For the quarter ended July 4, 2021, consolidated selling, general and administrative (“SG&A”) expenses decreased $0.2 million (0.3%) versus the comparable period in 2020. Currency translation had a $2.9 million (3.6%) negative impact on the year-over-year comparison. SG&A expenses were lower for the second quarter of 2021 primarily due to (1) lower asset impairment and exit activity costs of $5.0 million compared to the prior year period as fiscal 2020 included one-time costs to exit certain FLOR design center locations and (2) lower severance costs of $3.5 million due to employee separations in the prior year period to mitigate the impacts of COVID-19. These decreases were partially offset by higher labor costs in the second quarter of 2021 as performance-based compensation costs were lower in the prior year period due to the impacts of COVID-19. As a percentage of sales, SG&A expenses decreased to 27.1% for the second quarter of 2021 versus 30.9% for the second quarter of 2020.

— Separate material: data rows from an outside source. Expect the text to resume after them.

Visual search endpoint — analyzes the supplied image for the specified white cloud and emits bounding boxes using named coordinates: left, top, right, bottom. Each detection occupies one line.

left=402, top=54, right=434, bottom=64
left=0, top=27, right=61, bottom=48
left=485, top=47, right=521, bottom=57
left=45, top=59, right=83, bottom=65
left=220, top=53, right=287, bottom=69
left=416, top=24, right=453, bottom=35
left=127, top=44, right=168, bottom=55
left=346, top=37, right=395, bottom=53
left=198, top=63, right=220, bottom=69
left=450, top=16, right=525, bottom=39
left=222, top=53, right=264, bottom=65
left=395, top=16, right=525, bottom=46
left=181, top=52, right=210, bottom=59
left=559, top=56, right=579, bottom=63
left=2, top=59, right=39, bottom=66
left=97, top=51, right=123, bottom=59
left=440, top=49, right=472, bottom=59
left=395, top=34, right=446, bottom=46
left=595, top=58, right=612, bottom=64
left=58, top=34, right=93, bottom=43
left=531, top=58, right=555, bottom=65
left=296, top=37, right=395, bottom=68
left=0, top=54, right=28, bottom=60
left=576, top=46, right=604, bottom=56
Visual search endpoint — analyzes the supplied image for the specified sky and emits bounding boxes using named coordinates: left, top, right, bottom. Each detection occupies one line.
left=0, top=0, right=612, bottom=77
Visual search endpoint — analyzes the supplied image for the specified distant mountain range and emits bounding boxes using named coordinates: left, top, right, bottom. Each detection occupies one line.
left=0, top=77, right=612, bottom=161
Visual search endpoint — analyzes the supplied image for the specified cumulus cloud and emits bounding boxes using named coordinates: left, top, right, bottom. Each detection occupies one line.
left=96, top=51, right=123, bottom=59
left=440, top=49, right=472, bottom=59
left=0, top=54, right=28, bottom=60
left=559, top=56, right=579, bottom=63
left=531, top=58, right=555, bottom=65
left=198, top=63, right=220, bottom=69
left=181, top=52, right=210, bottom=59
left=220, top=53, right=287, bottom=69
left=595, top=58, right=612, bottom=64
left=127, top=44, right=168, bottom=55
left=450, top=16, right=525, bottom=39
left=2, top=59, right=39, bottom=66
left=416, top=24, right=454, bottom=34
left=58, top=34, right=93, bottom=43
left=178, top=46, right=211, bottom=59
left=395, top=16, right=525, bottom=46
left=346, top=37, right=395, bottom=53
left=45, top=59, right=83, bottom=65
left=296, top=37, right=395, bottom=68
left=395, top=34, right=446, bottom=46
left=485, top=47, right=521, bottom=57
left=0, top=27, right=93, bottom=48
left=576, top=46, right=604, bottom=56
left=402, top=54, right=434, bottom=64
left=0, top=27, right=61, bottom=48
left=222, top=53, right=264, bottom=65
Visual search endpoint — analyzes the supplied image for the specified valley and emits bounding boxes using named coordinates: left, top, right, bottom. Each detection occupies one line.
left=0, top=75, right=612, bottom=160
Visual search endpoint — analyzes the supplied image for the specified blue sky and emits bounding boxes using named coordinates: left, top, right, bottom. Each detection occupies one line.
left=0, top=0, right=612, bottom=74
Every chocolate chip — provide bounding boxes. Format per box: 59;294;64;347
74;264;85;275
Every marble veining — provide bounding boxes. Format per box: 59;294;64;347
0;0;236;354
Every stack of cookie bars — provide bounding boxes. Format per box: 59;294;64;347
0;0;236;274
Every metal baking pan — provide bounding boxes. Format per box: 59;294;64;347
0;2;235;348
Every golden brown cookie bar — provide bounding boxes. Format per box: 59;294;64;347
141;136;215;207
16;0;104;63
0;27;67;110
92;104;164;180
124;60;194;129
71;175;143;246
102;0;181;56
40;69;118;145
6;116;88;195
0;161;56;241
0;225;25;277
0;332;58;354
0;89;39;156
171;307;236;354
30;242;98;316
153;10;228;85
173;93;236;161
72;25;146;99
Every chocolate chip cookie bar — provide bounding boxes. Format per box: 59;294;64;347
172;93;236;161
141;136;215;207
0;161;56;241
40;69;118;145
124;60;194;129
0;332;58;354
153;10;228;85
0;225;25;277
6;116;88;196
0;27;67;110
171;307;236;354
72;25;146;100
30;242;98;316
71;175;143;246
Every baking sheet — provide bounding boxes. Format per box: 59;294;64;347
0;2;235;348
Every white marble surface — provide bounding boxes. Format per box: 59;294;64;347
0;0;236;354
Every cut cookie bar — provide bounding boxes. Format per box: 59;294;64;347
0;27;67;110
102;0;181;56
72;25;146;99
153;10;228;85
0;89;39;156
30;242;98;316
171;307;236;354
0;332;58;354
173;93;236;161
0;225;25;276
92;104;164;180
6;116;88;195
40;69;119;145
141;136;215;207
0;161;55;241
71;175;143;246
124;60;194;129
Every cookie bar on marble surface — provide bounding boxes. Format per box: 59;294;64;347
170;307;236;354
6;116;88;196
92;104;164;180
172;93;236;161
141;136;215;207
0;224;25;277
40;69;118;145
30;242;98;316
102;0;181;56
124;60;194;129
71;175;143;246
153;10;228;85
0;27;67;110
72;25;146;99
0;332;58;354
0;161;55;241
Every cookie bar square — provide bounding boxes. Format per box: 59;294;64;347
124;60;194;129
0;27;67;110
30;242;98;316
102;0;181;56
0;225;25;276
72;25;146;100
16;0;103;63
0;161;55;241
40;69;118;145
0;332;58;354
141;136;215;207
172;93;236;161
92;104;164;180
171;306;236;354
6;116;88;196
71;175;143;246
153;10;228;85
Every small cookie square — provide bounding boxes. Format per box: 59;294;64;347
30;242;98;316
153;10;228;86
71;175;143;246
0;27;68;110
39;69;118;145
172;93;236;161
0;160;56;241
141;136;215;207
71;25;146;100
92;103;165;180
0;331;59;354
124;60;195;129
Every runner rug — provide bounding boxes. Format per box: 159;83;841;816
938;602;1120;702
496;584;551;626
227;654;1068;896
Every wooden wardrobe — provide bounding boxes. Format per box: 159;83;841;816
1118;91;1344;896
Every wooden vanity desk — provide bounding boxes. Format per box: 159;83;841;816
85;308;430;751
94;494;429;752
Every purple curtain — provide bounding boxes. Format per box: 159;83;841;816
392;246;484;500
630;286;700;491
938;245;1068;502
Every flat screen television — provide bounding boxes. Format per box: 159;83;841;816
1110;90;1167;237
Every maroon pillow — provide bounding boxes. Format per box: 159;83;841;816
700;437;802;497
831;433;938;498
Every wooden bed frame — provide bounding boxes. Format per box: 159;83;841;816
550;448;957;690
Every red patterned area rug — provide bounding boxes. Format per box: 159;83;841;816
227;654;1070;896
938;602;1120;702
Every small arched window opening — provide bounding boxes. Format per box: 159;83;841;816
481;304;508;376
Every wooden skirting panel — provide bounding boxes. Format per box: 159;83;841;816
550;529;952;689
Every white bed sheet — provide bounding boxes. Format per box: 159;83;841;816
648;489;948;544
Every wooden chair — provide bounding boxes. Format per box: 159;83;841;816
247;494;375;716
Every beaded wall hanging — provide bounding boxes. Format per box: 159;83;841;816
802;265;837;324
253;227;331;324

For the six months ended July 4, 2021, consolidated SG&A expenses decreased $8.6 million (5.1%) versus the comparable period in 2020. Currency translation had a $5.7 million (3.4%) negative impact on the year-over-year comparison. SG&A expenses were lower for the first six months of 2021 primarily due to (1) lower asset impairment and exit activity costs of $4.7 million compared to the prior year period as fiscal 2020 included one-time costs to exit certain FLOR design center locations, (2) lower severance costs of $2.0 million due to the prior year period impacts of COVID-19 as discussed above, and (3) lower professional fees of $4.2 million and lower marketing and other one-time costs of $2.7 million. These decreases were partially offset by higher performance-based compensation as these costs were lower in the prior year period due to the impacts of COVID-19. As a percentage of sales, SG&A expenses decreased to 29.0% for the first six months of 2021 versus 30.6% for the first six months of 2020.
Interest
Expense
For the quarter ended July 4, 2021, interest expense increased $2.3 million, from $5.0 million in the comparable period last year to $7.3 million. For the six months ended July 4, 2021, interest expense increased $3.9 million, from $10.6 million in the comparable period last year to $14.5 million. The increase in both the three and six months ended July 4, 2021 was primarily due to higher fixed-rate interest expense on the senior notes debt, which replaced variable-rate debt under the credit facility, and deferred losses on terminated interest rate swaps that were reclassified from accumulated other comprehensive loss into interest expense during the respective periods.
Other Expense
Other expenses decreased $4.5 million and $5.3 million during the three and six months ended July 4, 2021, respectively, compared to 2020 primarily due to a $4.2 million write-down of damaged raw material inventory in 2020, which resulted from a fire at a leased storage facility.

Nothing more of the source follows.